On 26 September 1943, 232 Jewish slave laborers incarcerated in the Novogrudok (Nowogródek) ghetto in Belarus (Eastern Poland from 1921 until 1939), broke out of the ghetto through a 200-meter-long tunnel which they secretly dug from one of the barracks. The 124 participants who survived the escape joined partisan groups in the nearby forests.
However, during the almost half-century of Soviet power in the area, nothing was known about Jewish resistance in Novogrudok or the surrounding Naliboki forest, where the famous Bielski family camp existed until the liberation of the area in July 1944. This has changed dramatically in the past two decades, and in no small part due to the dedicated work of Tamara Vershitskaya.
Vershitskaya originally graduated from the Minsk Linguistic University, and began working as a teacher of English and German. However, in 1988 her life took a new turn, which would make an unforeseen and unprecedented impact on the teaching and commemoration of the Holocaust in Belarus.
Due to the health risks involved with living in Mazyr, so close the site of the nuclear reactor disaster in Chernobyl, Vershitskaya, her husband and daughter moved to Novogrudok, some 150 kilometers west of Minsk. There, she was offered the job of director of the Museum of History and Regional Studies. "This was right around the collapse of the Soviet Union," Vershitskaya recalls. "We were all fascinated to discover the area's history, yet in meeting survivors and listening to their stories I was confused by their attitude to Novogrudok. Their memories were painful, yet also full of love. They wanted to come and visit, but everything had changed and there was very little left to connect them to the town."
It was during a 1993 visit by Jack Kagan, a survivor of the escape from Novogrudok who lived in London, that Vershitskaya realized that something needed to be done. "Jack was shocked that there was no mention of the Jews of the area in the Museum, and I readily helped him work with the local authorities to place new monuments on the mass graves telling visitors exactly who the victims were. We also arranged a small permanent exhibition about the history of Novogrudok Jews and the Holocaust in the Museum, and carried out an archeological survey on the territory of the former slave labor camp there to confirm the existence of the tunnel through which Jack and the other inmates escaped.

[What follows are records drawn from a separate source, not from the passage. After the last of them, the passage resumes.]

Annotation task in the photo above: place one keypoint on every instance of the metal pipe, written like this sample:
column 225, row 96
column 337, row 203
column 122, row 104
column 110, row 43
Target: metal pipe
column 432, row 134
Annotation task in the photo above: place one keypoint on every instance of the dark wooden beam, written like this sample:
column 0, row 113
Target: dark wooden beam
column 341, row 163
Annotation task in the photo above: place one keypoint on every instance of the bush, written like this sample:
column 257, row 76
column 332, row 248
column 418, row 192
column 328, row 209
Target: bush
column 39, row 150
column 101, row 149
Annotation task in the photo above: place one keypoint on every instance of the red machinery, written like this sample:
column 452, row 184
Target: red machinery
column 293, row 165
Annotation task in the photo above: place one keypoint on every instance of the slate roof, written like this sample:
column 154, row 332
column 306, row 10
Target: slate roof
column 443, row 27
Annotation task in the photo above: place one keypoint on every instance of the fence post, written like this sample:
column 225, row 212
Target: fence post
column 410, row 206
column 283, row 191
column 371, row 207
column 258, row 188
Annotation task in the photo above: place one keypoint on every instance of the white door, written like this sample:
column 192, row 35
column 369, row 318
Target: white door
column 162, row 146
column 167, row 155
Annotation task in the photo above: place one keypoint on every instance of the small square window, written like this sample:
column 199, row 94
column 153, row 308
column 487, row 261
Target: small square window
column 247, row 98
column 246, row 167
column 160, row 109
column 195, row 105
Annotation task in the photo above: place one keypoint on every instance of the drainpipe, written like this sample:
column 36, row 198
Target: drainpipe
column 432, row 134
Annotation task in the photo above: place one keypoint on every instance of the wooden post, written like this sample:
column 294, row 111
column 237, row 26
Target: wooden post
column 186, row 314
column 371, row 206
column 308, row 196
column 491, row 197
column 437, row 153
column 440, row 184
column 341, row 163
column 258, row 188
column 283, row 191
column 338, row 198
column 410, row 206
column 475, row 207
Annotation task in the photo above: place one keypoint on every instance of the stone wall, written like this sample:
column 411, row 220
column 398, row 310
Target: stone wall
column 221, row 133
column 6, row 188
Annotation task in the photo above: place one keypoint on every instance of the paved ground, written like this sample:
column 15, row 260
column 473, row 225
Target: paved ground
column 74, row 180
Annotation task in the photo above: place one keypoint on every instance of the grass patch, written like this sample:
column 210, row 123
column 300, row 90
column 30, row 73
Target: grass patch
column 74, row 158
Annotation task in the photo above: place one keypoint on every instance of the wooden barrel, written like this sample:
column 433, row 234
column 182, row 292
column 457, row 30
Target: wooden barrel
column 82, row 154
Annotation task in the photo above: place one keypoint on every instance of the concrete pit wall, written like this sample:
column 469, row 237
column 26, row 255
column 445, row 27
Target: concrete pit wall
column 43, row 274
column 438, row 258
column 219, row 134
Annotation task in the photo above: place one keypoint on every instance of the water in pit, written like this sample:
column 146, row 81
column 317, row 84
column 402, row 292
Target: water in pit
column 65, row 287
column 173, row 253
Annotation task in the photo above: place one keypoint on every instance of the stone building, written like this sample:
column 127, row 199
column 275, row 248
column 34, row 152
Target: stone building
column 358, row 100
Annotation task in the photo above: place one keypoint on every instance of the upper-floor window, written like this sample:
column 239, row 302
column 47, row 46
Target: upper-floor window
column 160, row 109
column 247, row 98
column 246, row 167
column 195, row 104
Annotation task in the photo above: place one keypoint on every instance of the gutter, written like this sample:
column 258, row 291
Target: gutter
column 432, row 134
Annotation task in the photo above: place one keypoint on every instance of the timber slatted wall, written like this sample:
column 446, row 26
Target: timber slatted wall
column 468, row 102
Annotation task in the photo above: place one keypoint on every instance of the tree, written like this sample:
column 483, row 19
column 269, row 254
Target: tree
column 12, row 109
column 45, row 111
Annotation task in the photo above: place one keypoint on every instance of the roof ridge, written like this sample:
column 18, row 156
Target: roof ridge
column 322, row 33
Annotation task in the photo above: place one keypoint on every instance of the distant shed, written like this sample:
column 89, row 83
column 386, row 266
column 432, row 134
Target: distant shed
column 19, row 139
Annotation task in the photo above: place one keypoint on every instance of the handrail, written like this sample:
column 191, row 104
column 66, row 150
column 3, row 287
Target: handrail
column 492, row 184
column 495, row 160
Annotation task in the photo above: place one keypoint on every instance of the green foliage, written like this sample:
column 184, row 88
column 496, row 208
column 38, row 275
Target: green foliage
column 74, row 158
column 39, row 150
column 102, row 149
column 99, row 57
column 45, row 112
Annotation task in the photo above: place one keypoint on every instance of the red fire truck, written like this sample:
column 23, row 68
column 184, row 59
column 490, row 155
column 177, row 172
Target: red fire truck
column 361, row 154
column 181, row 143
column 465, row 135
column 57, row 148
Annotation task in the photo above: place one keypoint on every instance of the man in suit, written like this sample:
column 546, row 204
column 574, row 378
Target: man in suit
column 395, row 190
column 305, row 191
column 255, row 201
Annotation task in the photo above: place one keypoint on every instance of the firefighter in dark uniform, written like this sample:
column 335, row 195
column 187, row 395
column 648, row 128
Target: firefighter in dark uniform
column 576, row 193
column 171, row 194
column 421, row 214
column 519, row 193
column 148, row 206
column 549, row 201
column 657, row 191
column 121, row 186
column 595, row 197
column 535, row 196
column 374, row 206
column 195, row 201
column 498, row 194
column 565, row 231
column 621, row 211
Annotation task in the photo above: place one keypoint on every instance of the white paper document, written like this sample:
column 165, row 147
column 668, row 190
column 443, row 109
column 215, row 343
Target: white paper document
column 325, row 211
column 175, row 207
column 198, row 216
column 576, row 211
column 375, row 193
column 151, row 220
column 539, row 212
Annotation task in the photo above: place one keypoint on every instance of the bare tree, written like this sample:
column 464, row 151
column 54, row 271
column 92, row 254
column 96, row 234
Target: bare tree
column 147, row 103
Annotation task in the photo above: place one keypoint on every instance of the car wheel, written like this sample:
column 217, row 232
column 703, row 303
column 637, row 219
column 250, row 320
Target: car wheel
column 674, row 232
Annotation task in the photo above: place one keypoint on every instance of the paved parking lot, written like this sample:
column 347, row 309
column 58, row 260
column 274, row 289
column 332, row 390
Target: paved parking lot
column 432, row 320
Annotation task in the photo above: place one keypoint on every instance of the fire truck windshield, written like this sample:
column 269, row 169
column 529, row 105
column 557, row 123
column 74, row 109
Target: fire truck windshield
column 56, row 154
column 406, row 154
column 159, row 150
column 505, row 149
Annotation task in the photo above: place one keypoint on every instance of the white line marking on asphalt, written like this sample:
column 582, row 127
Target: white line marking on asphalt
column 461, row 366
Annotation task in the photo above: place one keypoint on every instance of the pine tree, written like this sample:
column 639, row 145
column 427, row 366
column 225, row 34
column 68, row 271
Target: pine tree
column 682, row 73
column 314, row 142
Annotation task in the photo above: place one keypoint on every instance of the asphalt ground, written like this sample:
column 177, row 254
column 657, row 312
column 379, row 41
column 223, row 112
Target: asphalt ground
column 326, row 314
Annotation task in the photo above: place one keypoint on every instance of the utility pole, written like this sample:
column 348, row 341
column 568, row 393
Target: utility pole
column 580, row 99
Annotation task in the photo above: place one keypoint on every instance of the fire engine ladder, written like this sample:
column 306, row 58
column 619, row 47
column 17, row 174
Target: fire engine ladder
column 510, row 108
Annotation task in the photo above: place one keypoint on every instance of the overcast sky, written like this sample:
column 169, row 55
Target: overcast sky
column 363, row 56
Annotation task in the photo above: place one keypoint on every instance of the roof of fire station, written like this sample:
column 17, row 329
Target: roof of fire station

I wanted to share with other people what I had learned about the Holocaust, and how we could work together to preserve the memory about its tragic destruction."
In 2003, together with Jerry Gotel from the London Jewish Cultural Center, Vershitskaya organized the first-ever Holocaust education seminar in Novogrudok for forty teachers from across Belarus, with guest lecturers including Yad Vashem's Dr. Irit Abramski, and Dr. Ilya Altman of the Moscow Holocaust Center. Since then, Vershitskaya has helped organize seminars for over 250 teachers, making Novogrudok the center of Holocaust education in Belarus.
In 2005, Vershitskaya and three other Belarusian teachers joined a Russian-language educational seminar in Yad Vashem. "The seminar helped me acquaint myself with the unique Holocaust education methods of Yad Vashem, which on the one hand provides the background for understanding the universal relevance of the Holocaust, and on the other hand stresses the individual and local perspective." As a result of what she learned, Vershitskaya has since brought dozens of secondary school teachers and university lecturers to Jerusalem to attend educational seminars at Yad Vashem's International School for Holocaust Studies. With the support of international organizations and private donations, such as Jack Kagan himself, Vershitskaya has also created the Jewish Resistance Museum in a former barrack of ghetto, as well as memorials and an outdoor exhibition relating the story of the tunnel escape based on the testimonies of survivors.
Vershitskaya's current project is to help fully research, preserve and memorialize the famous Jewish partisan family camp led by the Bielski brothers, who hailed from Stankiewicze, a town near Novogrudok.
"I would like to identify and mark every dugout in the Bielski camp, reconstruct some of them, and then recommend young Israelis and other Jews who come to Poland on a traditional trip of discovery to also visit the Jewish Resistance Museum in Novogrudok and the Naliboki Forest to see the other side of the Holocaust," says Vershitskaya.
"I saw how the reunion of descendants of the Bielski partisans last July made such a difference to Holocaust memory and education. I want this story to live."
The theme of this year's Holocaust Remembrance Day (21 April 2020) is "Rescue by Jews during the Holocaust: Solidarity in a Disintegrating World."